Из белой руки Меира в черную худую детскую руку снова перешла большая плетеная хала. Лейбеле схватил ее, поднес ко рту обеими руками и, повернувшись, направился домой, медленно, прямо и важно шествуя посередине улицы.
Через минуту Меир оказался на центральной площади местечка. Могло показаться, что из бездны он выбрался на дневной свет. Солнечные лучи заливали круглое большое пространство, высушивали находившиеся здесь и там лужи грязи и зажигали золотые искры в окнах домов, окружавших рынок. На дворе благочестивого ребе Янкеля воздвигалась какая-то новая обширная постройка; рыжий хозяин сам присматривал за работниками, видимо радуясь этому увеличению своего имущества; стук топоров и визг пил наполняли жизнью все пространство вокруг низкого дома, перед сводчатыми сенями которого стояло несколько повозок приезжих постояльцев. Несколько дальше, на крыльце своего дома стоял, блистая атласом, морейне Кальман; одной рукой он подносил к улыбающимся губам сигару, а другой гладил золотистые волосы двухлетнего ребенка, который, сидя на скамейке, держал в руках кусок хлеба, обильно намазанный медом, и пачкал им себе пухлое личико, улыбаясь своему величественному отцу.
На дворе Эзофовичей было шумно и весело. Посредине два плечистых пильщика пилили дрова, заготовляемые на зиму; в мягких древесных опилках играло несколько детей, чисто одетых, украсивших себе головы венками из стружек; у колодца статная и веселая служанка черпала воду, громко переговариваясь с пильщиками; через открытые окна в доме были видны: Сара, стоявшая у ярко пылавшего кухонного очага, красивая Лия, которая перед маленьким зеркалом заплетала свои огромные косы, и серьезные лица Рафаила и Абрама, с большим увлечением разговаривавших о делах.
Когда Меир вошел в ворота, пильщики прервали свою работу, улыбнулись ему и дружелюбно кивнули головами. Они были с той самой бедной и грязной улички, которую только что покинул Меир, и, видимо, хорошо знали его.
— Шолем алейхем! (Мир тебе!) — воскликнули пильщики.
— Алейхем шолем! — весело ответил им Меир.
— Не поможешь ли нам сегодня работать? — шутливо спросил один из рабочих.
— Почему бы и нет? — ответил Меир и приблизился к работающим.
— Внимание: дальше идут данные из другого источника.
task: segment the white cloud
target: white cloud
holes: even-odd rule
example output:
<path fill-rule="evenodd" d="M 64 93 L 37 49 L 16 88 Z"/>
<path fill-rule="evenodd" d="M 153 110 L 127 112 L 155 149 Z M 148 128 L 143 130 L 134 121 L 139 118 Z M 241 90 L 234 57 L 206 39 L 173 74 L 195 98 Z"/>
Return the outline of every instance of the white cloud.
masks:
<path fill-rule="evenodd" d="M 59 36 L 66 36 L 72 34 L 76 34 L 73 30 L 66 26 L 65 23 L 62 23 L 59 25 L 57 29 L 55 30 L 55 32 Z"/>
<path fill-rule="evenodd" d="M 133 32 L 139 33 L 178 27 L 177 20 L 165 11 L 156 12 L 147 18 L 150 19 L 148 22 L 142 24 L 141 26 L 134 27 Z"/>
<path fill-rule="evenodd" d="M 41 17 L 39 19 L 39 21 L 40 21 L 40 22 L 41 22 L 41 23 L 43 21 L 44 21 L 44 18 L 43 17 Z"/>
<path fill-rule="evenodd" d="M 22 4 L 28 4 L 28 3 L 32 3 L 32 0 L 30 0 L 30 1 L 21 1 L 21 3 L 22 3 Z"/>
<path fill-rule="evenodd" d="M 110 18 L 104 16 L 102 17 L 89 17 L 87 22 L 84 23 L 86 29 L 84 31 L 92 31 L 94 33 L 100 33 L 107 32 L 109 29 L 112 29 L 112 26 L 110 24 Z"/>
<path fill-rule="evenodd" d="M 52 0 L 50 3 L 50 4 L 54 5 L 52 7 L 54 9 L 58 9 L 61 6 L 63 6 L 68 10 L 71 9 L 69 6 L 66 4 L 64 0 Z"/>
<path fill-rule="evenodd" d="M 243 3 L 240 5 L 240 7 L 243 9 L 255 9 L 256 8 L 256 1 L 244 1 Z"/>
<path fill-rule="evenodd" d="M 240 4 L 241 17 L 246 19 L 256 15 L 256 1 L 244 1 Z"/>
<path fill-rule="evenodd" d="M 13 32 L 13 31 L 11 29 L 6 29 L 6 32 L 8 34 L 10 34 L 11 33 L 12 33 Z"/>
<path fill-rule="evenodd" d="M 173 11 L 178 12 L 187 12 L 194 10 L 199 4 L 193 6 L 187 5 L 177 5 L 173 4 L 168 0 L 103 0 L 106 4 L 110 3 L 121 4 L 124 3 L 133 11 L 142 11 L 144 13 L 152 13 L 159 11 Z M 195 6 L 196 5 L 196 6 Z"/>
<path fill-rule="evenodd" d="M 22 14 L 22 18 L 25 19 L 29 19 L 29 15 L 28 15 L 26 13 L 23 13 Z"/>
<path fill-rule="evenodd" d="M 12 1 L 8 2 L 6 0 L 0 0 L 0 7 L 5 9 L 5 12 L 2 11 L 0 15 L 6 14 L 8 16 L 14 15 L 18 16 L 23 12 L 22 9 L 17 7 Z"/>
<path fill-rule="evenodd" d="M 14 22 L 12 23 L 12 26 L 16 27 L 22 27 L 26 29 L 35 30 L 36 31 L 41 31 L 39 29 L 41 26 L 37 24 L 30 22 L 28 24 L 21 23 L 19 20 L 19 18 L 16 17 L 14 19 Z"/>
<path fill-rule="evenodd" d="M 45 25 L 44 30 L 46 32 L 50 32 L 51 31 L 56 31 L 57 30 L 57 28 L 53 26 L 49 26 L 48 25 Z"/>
Видно было, что физический труд являлся любимым и частым занятием Меира, и что рабочие его деда привыкли к тому, что он делит его с ними. Один из них уже уступал ему место возле ствола дерева, когда через открытое окно высунулась Лия и, кончая заплетать черную косу, позвала:
— Меир! Меир! Где ты был так долго? Зейде давно уже звал тебя.